New Zealand deepwater fishing stakeholders have proposed that, because their bottom trawling occurs exclusively in relation to seamounts in the SPRFMO Convention Area, and that commercially viable fish concentrations vary within and between seamounts, as do presumably the abundance of benthic species, spatial management measures should be based on individual seamounts (https://www.sprfmo.int/assets/Meetings/Meetings-2013-plus/SC-Meetings/2nd-SC-Meeting-2014/Papers/SC-02-INF-04-Management-by-Seafloor-Feature-of-Deepwater-Fisheries-in-the-South-Pacific-Ocean-b.pdf). That is, open and closed areas should be defined on an individual seamount basis, with a sufficient fraction of each seamount closed to ensure adequate protection of VMEs. Fishing stakeholders have argued for this approach because they believe that spatial management based on large, regular shaped areas (e.g., areas defined by 20-min of latitude and longitude) precludes them from fishing areas within closed areas that are not suitable for VMEs, and that it is not necessary to impose large closure areas that might extend over most or all of a seamount. Furthermore, with the accurate deployment of fishing gear using modern navigational methods, it is possible to effectively avoid relatively small closed areas where it is known that VMEs do occur on a seamount. The fishing stakeholders accept that in order for this strategy to be implemented it is necessary to map the distribution of VMEs at high-resolution on each seamount within the broader fishing area. As we have demonstrated through the present study, habitat suitability modeling using multibeam data and seafloor images can achieve this mapping goal.

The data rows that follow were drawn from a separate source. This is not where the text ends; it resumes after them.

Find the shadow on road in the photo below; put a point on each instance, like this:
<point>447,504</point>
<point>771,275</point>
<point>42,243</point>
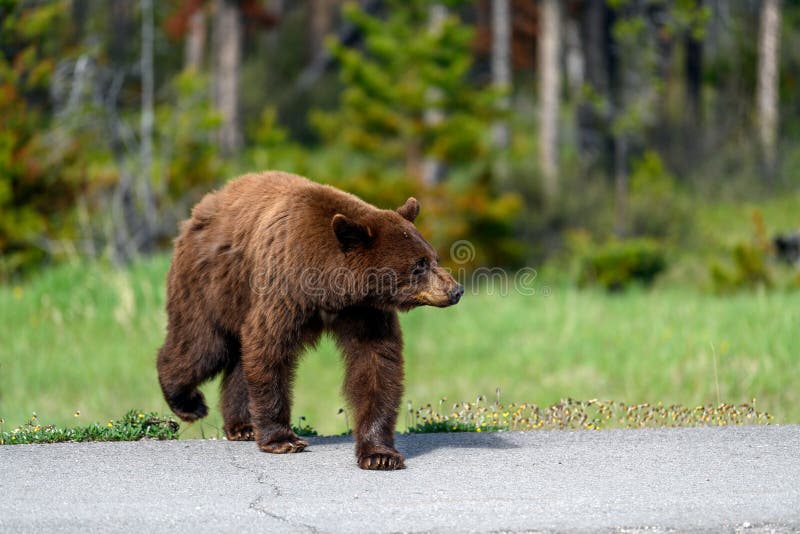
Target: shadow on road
<point>414,445</point>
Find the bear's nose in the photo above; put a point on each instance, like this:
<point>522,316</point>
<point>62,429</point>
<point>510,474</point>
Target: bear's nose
<point>455,293</point>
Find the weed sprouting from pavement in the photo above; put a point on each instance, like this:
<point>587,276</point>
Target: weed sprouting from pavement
<point>478,416</point>
<point>133,426</point>
<point>571,414</point>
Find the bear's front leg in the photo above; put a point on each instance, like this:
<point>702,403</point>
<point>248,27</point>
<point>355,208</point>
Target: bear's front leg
<point>373,352</point>
<point>269,363</point>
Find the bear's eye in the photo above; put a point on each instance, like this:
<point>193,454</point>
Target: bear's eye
<point>420,268</point>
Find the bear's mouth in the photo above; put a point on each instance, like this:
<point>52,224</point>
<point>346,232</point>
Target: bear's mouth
<point>427,298</point>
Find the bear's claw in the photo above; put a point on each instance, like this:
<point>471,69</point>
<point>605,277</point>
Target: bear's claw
<point>240,432</point>
<point>189,407</point>
<point>387,460</point>
<point>284,446</point>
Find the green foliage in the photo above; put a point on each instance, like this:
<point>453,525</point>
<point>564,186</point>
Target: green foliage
<point>133,426</point>
<point>187,157</point>
<point>571,414</point>
<point>656,208</point>
<point>751,264</point>
<point>405,73</point>
<point>617,264</point>
<point>78,331</point>
<point>33,194</point>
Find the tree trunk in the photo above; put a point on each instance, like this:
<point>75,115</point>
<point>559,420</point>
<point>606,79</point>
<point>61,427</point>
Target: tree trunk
<point>501,68</point>
<point>320,14</point>
<point>227,39</point>
<point>121,26</point>
<point>549,93</point>
<point>146,143</point>
<point>195,41</point>
<point>431,166</point>
<point>767,97</point>
<point>621,185</point>
<point>595,143</point>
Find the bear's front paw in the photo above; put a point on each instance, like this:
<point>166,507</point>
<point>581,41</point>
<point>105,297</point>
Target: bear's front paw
<point>189,406</point>
<point>282,443</point>
<point>380,457</point>
<point>240,432</point>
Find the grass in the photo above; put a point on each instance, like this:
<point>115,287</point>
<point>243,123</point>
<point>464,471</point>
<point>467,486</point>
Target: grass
<point>84,337</point>
<point>135,425</point>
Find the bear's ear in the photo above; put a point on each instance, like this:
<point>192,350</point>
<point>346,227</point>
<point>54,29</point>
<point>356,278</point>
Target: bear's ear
<point>409,210</point>
<point>350,233</point>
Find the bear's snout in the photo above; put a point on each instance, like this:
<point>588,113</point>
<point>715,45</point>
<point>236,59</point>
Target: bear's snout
<point>455,293</point>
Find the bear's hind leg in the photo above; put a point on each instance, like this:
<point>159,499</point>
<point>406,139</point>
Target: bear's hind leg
<point>188,358</point>
<point>234,404</point>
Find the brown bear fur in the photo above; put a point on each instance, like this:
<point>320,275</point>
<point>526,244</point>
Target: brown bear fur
<point>260,270</point>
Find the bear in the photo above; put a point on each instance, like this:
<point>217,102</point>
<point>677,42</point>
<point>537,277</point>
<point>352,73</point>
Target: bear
<point>259,271</point>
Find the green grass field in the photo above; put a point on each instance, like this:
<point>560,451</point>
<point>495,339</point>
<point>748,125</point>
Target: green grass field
<point>84,337</point>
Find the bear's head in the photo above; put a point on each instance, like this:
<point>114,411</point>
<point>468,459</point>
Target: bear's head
<point>394,266</point>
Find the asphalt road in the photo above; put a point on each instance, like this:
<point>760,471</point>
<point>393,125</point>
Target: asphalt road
<point>702,479</point>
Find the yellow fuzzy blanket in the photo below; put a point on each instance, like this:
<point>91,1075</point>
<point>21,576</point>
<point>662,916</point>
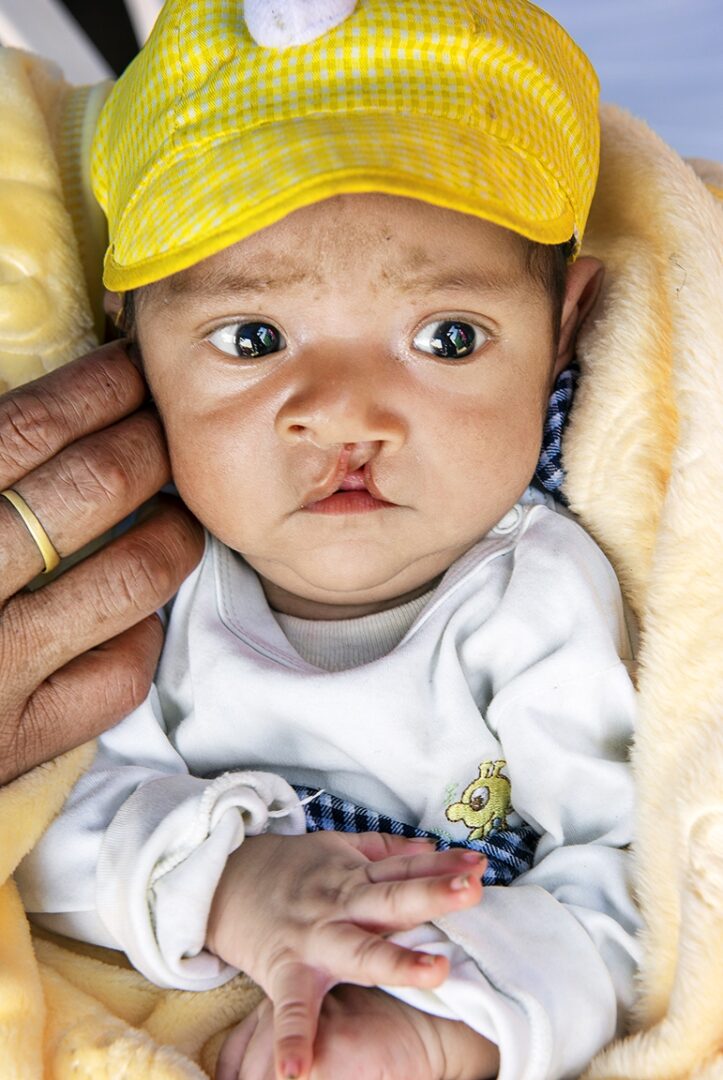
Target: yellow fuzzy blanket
<point>644,455</point>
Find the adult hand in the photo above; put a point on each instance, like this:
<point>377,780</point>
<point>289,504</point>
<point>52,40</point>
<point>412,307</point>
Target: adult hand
<point>79,653</point>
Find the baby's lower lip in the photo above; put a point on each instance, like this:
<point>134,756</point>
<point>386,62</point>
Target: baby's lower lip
<point>347,502</point>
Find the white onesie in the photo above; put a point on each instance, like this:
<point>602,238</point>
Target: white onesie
<point>510,679</point>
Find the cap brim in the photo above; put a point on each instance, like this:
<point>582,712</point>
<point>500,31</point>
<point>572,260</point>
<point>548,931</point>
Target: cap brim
<point>192,205</point>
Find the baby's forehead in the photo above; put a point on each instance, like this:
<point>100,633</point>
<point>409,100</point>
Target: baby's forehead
<point>397,242</point>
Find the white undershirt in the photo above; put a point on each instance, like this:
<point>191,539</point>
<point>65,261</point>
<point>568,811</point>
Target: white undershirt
<point>337,645</point>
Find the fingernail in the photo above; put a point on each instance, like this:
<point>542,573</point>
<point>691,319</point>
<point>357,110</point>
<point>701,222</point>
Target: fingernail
<point>459,882</point>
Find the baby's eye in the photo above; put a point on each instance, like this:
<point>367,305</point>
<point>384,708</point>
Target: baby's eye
<point>248,340</point>
<point>451,338</point>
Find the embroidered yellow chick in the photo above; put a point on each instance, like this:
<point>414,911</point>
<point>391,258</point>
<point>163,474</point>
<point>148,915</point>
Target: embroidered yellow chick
<point>485,802</point>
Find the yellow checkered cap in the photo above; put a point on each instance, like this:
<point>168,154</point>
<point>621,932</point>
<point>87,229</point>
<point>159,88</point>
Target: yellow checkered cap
<point>485,108</point>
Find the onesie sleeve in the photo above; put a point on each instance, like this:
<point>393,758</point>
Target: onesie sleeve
<point>133,861</point>
<point>545,967</point>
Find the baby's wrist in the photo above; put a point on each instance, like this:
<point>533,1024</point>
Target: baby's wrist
<point>457,1052</point>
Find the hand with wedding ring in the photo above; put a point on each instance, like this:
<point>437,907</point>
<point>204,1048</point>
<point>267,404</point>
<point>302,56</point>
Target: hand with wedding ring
<point>78,454</point>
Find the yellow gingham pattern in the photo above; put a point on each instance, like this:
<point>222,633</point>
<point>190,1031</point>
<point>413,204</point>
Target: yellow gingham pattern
<point>485,108</point>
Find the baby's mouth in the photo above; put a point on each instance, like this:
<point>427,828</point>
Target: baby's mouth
<point>355,494</point>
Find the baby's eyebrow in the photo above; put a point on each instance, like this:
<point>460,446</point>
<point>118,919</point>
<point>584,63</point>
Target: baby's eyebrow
<point>211,282</point>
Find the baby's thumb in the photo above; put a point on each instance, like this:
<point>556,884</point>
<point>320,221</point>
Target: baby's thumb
<point>296,993</point>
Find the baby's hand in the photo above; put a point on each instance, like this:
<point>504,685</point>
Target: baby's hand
<point>303,913</point>
<point>364,1035</point>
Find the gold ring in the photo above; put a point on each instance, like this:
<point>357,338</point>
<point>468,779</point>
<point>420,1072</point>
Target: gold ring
<point>51,557</point>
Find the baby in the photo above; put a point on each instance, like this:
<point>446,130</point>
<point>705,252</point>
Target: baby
<point>345,267</point>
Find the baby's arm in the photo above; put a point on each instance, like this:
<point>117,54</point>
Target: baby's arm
<point>135,859</point>
<point>545,967</point>
<point>364,1035</point>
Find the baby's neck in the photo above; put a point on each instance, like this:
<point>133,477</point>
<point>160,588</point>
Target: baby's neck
<point>280,599</point>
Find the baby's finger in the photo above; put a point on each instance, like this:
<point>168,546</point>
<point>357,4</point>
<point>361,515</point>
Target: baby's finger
<point>235,1048</point>
<point>425,864</point>
<point>401,905</point>
<point>297,993</point>
<point>366,959</point>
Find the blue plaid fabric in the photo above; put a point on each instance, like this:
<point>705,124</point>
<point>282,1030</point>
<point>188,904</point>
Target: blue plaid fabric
<point>549,472</point>
<point>509,851</point>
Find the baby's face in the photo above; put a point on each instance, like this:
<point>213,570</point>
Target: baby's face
<point>352,396</point>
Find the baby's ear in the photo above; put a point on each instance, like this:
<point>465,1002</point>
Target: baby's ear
<point>112,305</point>
<point>581,288</point>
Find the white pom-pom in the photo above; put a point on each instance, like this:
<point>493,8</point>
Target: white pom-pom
<point>278,24</point>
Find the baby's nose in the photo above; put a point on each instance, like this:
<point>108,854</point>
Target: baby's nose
<point>335,407</point>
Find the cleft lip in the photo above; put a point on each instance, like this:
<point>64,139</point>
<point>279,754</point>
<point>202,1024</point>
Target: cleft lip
<point>342,480</point>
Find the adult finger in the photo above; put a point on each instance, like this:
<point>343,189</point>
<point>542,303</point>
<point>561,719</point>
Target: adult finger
<point>82,491</point>
<point>297,991</point>
<point>83,699</point>
<point>106,594</point>
<point>42,417</point>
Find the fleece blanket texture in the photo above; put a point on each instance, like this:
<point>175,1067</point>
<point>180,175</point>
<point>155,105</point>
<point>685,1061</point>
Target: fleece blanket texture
<point>644,460</point>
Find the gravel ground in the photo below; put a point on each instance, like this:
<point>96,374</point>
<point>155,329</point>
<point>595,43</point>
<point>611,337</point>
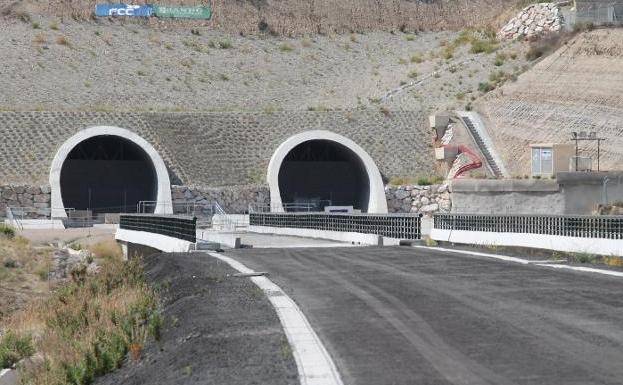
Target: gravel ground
<point>399,315</point>
<point>217,329</point>
<point>99,65</point>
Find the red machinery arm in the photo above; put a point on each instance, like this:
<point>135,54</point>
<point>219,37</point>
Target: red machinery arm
<point>474,163</point>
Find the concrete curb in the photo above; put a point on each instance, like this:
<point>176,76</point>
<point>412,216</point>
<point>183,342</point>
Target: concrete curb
<point>313,362</point>
<point>550,264</point>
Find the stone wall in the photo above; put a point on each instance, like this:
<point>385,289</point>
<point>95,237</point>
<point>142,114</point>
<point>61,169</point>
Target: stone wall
<point>534,20</point>
<point>234,200</point>
<point>37,199</point>
<point>425,200</point>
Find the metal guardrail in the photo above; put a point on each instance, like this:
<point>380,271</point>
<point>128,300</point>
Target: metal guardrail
<point>176,226</point>
<point>388,225</point>
<point>582,226</point>
<point>288,207</point>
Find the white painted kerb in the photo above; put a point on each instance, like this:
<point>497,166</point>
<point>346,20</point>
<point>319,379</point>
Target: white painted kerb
<point>377,202</point>
<point>540,241</point>
<point>313,362</point>
<point>156,241</point>
<point>163,197</point>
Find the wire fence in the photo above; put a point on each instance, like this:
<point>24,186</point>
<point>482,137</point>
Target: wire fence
<point>176,226</point>
<point>602,13</point>
<point>600,227</point>
<point>388,225</point>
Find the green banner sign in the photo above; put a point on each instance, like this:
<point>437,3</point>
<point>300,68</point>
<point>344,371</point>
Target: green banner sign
<point>196,12</point>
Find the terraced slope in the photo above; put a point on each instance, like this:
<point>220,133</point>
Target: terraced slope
<point>104,66</point>
<point>578,88</point>
<point>215,149</point>
<point>304,16</point>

The ensemble habitat suitability models for S. variabilis predicted that concentrations of relatively high abundances of this VME indicator taxon typically occur in the north/northwestern areas of the seamounts, and sometimes in southern areas. However, relatively high abundances of the coral (>5 live heads 25 m⁻²) were predicted to occur around the entire seamount at the summit-slope break, mostly on ridge-like features that extend down slope from the flat top of the seamount summit (860–2,000 m—maximum modeled depth). This result suggests that only the flat topped and soft sediment summits are relatively large and discrete areas of consistently low habitat suitability for S. variabilis, and thus where bottom fishing could occur with a low likelihood of encountering this VME indicator taxon. However, these areas are not generally favored by fishers. Fishing patterns revealed by logbook data and commercial fishers plotter lines differ between seamounts, but indicate that fishers tend to target either small localized hill features on the summits (e.g., Ghost, 39 South), or the upper slopes and flanks of seamounts (e.g., Valerie, JCM) where over 90% of tows occur away from the summit plateau on the flanks to depths of 1,200 m. Our habitat suitability models predict that areas of relatively high abundance of S. variabilis are likely to be encountered by bottom trawling the seamount flanks. Based on the results of the abundance models for this VME indicator taxon, and current knowledge of the areas of interest to fishers, designing spatial management measures on an individual seamount level would be problematic.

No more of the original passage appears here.